The story takes place on a rural farm, where the animals rebel against their human masters and drive them away, establishing a new system for themselves. But as soon as the humans leave, the pigs, who are the smartest animals on the farm, take over power and all of the luxuries that they can acquire. With the absence of the upper class, in this case the humans, the pigs decide to retake that role and become the higher set of two classes on the farm.
One class is the intellectual laborers, the pigs, and the other are the physical laborers, the other animals on the farm. The pigs tell the other animals that they are thinking up new and improved ways of life and making sure the farm is working well, but really they are just manipulating the farm to get what they want. Using the eloquent words of Squealer the pig, Napoleon is portrayed as a brave leader and that without him the farm would fall back in the hands of the humans.
But Napoleon is really a cruel leader, who cares only for himself and the rest of his class, the pigs. The same is true of the Soviet Union during the reign of Stalin. Stalin and his government were portrayed by propaganda as the best hope for Russia. Without their leader, the Soviet Union would crumble and their culture would be lost forever. But in reality, Stalin wanted only what was best for himself and would change the culture or do whatever was necessary to keep his people loyal to him.
Napoleon did the exact same thing in Animal Farm. At the beginning of the animals’ rebellion, their commandments state that all animals are equal, but by the end of the book the commandments have been changed. They read, ‘All animals are equal, but some animals are more equal than others.’

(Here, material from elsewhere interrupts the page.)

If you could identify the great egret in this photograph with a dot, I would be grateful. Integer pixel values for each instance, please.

Another terrible concept that occurs during Animal Farm is the idea of ruling by fear. At the beginning of the story, Napoleon and another leader named Snowball were always arguing with each other over different ideas for the farm. Snowball had better ideas and wanted better things for the farm, but Napoleon was more sly and cunning. During a debate over the idea of building a windmill for the farm, Napoleon unleashes a pack of dogs he has trained since birth to chase Snowball out. For the rest of his tyrannical reign over Animal Farm, he uses his dogs to strike fear into everyone who dares to question him. He even forces several of the animals to make false confessions to crimes they didn’t commit. Afterwards, he lets his dogs murder the poor animals, sending a message of fear throughout the farm.

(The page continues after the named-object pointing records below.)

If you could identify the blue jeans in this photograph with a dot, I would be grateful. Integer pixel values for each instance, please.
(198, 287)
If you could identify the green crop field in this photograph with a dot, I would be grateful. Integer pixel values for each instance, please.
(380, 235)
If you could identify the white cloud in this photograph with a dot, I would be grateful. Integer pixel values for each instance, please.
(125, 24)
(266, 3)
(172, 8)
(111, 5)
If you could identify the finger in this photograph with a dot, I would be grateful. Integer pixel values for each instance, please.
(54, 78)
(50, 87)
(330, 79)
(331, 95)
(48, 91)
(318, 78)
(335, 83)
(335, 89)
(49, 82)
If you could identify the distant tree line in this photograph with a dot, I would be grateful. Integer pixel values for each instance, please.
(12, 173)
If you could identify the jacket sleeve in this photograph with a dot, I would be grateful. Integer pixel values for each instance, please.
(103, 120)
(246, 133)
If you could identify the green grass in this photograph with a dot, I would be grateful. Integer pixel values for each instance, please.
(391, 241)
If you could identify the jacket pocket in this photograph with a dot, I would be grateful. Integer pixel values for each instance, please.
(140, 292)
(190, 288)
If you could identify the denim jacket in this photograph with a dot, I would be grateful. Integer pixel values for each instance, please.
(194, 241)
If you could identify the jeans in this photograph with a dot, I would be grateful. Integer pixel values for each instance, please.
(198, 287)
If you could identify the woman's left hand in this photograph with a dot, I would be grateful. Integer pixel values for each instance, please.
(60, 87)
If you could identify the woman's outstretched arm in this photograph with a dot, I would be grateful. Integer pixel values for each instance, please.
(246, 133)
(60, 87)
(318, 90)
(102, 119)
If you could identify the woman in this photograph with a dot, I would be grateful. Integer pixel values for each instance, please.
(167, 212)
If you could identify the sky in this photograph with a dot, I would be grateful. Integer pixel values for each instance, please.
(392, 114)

Stalin and the Soviet Union also ruled by fear and terror. Using his Secret Police, Stalin struck fear into his people and made sure anyone, who even joked about resistance to the government, would be sent to labor camps. Stalin even went so far as to hold mock trials and confessions by citizens for crimes they hadn’t committed. Ruling by fear is a prominent issue in our world and in the world of Animal Farm.
Finally, the idea that disturbed me the most is the naivety of the working class. The unintelligence of the working class animals is a terrible problem in the book and unfortunately in present day life. All of the animals in animal farm, excluding the pigs, are easily deceived. Their loyalty and extremely diligent work were used by the pigs for their advantage. Their lack of interest and concern about what they were being forced to do leads them into horrible situations that become worse than what they had before.

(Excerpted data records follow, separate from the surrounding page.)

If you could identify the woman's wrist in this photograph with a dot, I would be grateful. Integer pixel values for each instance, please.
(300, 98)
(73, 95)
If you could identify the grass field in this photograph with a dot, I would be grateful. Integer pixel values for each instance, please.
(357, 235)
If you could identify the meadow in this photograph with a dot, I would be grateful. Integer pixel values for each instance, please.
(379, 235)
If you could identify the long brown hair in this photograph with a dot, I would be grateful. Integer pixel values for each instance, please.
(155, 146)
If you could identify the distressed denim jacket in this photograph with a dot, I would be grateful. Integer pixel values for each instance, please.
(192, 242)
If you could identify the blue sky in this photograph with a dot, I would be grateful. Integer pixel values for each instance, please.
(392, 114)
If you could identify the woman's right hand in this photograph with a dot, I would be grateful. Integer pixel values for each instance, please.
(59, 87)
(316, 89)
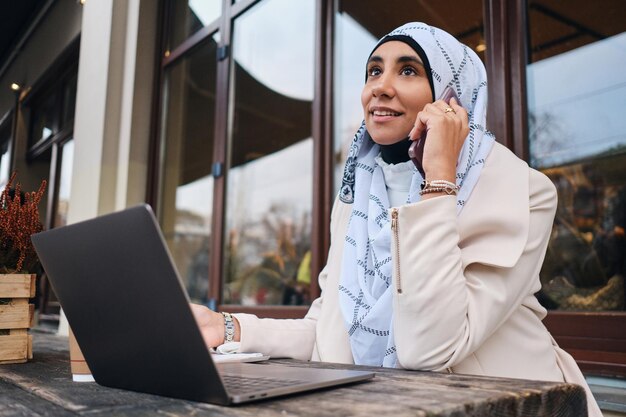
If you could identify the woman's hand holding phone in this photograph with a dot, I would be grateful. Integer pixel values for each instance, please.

Take for example poor, old Boxer the horse. He was the hardest worker out of all the animals, waking up early to put in work and straining against heavy loads for hours every day. His motto was ‘I will work harder.’ He accepted anything and everything the pigs told him to do, no matter the consequences. And all it got him was a ride to the horse butcher’s house, when he was too injured to work anymore. This was the most extreme case out of all the animals; but throughout the story, the animals’ stupidity and naivety is prevalent.
The only one who realizes what is going on is the donkey, and he doesn’t even care enough to say anything to the others.
This can be a real problem in today’s society. Many people can be too accepting of government issues. I think it’s very important that we as a nation should educate ourselves on government problems and policies and stay actively involved. Otherwise who knows, we could end up exactly like the animals in Animal Farm: loyal, but dumb and unquestioning of our present situations.”
By the way, learning history while traveling is one of the coolest experiences I’ve ever had. I think even I could love being a life long historian, if I could travel as I learn!